5/31
So far a run near the jungle for me. Only 2.76 miles I think. Humidity but mostly heat stopping me, and so early in the morning. Kept walking around the resort, went to beach where fiancée and her daughter’s friend worked away at a Pilates class.
She getting out of shower after some coffee together, me having a caramel latte and loving even more where I am. Vision of investing more in membership here, to a status where I am a resident and with an alway-home and place to write.
Deciding to stop with any form of worry or self-doubt. I just decided to stop yes but always force myself to fucking know I deserve better. I deserve ALL this, regardless of what some hand-out snorters conceive.

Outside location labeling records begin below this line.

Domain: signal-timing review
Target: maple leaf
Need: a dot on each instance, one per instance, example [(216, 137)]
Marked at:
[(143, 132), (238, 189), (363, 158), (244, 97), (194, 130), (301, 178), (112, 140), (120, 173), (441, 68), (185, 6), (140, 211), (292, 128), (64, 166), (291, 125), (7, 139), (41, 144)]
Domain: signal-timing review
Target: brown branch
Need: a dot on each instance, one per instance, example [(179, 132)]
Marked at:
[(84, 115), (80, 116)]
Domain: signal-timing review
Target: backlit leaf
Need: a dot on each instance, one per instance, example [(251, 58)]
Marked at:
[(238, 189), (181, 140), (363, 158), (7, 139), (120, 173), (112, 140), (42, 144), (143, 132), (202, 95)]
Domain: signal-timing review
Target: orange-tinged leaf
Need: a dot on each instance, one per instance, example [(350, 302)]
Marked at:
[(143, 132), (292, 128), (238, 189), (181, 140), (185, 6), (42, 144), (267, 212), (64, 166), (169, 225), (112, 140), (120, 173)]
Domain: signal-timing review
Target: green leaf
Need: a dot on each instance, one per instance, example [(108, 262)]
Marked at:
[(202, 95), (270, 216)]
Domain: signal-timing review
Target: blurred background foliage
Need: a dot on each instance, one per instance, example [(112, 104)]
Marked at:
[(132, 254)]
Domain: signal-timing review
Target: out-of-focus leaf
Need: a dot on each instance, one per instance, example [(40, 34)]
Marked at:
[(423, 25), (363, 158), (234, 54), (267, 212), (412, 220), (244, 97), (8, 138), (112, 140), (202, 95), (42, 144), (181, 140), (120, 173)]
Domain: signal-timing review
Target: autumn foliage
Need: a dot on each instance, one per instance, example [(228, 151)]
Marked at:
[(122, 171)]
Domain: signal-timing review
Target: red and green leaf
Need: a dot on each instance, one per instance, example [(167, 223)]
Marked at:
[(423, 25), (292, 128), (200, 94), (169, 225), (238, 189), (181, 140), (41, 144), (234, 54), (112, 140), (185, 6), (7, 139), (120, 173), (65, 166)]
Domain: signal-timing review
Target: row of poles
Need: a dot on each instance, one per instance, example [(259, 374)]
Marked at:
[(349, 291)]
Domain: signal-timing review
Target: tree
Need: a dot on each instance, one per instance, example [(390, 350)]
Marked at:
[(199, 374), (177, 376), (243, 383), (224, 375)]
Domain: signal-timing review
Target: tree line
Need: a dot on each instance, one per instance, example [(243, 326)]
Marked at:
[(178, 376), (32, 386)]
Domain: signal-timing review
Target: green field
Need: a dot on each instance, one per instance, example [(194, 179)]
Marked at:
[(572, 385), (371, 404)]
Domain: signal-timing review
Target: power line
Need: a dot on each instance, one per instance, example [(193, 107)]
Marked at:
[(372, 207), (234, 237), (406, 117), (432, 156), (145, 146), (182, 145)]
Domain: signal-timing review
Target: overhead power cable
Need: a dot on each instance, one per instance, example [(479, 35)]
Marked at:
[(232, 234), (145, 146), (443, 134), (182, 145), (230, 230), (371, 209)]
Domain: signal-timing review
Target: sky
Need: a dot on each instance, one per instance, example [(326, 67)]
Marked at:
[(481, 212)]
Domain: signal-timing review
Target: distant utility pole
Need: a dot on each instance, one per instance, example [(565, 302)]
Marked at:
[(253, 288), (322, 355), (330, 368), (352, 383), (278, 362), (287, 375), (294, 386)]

10:00 —:: How gorgeous is this place. Me now with no objective other than living as fully and freely and wildly as I can. While here, and when I get back to the office. Which still is singing to me…. Writing words the whole week about presence and realizing that I’m back where I belong and I’ll never leave.
This little office I have set up, or writing corner, at the edge of the bed. My side… listening to Stick Figure and as they say “…let it burn…”, exactly my thought.
Into the day, to the pool at a neighboring resort we have access to from our stay here and other arrangements made day before yesterday. More than grateful, more than free, more than just saying I’m fearless… I embody what my pen and types echo.